Asking "what's the opposite?" is a question I use a lot when talking about problems and solutions. That means asking questions like "what does this person not need to hear from me?" or "what would the least useful version of this look like?".
If you're stuck, paralysed by choice, or have a brain-itch that a conversation is heading off into the woods without packing a lunch – these questions can be really useful.
I think Hacker News surfaced the blog post Invert, always invert (in turn inspired by this Farnam Street piece) to me about three years ago, and now I reach for Inversion almost daily.
I also find that inversion can help combat vague platitudes (say, strive for excellence, or keep it simple). I think these hand-wavy big theories are appealing but not very valuable.
I think you can take the idea of Inversion in one hand, and a meta/generic/bland principle in the other - and you come back with an Anti-Principle.
For example:
- "Design with the context in mind" becomes "Design with your quiet office and MacBook Pro in mind"
- "Measure what matters" becomes "Measure what's easiest to measure"
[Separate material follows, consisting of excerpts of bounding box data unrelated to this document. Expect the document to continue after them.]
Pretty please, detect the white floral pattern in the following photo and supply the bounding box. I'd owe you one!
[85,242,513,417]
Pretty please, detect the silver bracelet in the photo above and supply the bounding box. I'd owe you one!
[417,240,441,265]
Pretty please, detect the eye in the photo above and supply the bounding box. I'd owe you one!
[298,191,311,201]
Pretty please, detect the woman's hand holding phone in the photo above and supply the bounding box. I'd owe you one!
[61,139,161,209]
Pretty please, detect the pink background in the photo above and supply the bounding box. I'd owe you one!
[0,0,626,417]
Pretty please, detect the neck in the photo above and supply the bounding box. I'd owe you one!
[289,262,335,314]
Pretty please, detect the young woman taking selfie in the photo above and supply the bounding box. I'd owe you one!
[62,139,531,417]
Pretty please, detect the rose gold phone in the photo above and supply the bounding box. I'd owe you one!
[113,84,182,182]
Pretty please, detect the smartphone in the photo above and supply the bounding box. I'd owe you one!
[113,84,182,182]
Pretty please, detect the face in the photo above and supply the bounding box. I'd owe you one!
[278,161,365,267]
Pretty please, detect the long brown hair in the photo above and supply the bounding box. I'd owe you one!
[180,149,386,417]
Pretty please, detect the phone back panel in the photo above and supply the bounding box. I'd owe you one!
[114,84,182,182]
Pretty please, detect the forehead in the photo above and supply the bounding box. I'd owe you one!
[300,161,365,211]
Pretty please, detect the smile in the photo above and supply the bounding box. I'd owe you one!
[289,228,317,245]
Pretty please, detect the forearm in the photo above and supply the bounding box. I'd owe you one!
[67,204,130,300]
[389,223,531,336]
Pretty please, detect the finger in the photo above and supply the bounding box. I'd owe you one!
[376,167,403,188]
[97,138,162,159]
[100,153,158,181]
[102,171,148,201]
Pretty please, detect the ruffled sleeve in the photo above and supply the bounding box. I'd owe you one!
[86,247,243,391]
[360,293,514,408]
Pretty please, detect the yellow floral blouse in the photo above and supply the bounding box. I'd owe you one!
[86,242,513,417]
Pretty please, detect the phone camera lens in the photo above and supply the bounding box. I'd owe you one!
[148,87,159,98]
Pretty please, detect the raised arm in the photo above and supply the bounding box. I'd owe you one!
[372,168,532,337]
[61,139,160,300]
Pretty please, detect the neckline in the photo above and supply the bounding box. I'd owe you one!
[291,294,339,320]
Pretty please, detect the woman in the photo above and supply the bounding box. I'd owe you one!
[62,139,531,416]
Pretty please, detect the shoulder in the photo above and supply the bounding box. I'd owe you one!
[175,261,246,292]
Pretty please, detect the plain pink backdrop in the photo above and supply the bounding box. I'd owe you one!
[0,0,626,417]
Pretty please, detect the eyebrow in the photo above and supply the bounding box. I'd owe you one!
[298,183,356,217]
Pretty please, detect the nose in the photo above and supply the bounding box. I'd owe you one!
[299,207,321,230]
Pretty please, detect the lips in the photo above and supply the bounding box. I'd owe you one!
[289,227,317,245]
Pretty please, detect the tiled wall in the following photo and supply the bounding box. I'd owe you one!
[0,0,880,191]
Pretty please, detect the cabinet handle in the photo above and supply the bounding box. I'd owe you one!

- "Actively resolve complexity" becomes "Preserve effort and prolong complexity".
I had an experience recently where laying out principle/anti-principle next to each other helped a colleague recognise some things they need to work on. I don't think this would have happened if it was just the principles.
I find anti-principles especially useful when human nature (or a company culture) pulls us heavily in one direction. For example it's very easy to feel anxiety when you don't understand something. Ignoring our ignorance is a natural response, and hard to acknowledge. But when someone clearly says to you that allowing complexity or uncertainty linger around a project or conversation is an anti-pattern, our actions (or non-actions) seem more obvious. We didn't fight against the uncertainty (because we didn't want to have a difficult conversation, or because we prioritised urgent unimportant work).
When doing the right thing is hard, for whatever reason, the anti-principle acts as a nice little reminder. It's like when you open the biscuit tin and say out loud to yourself, alone in the kitchen "I shouldn't have a biscuit, I'm just bored". The acknowledgement is important.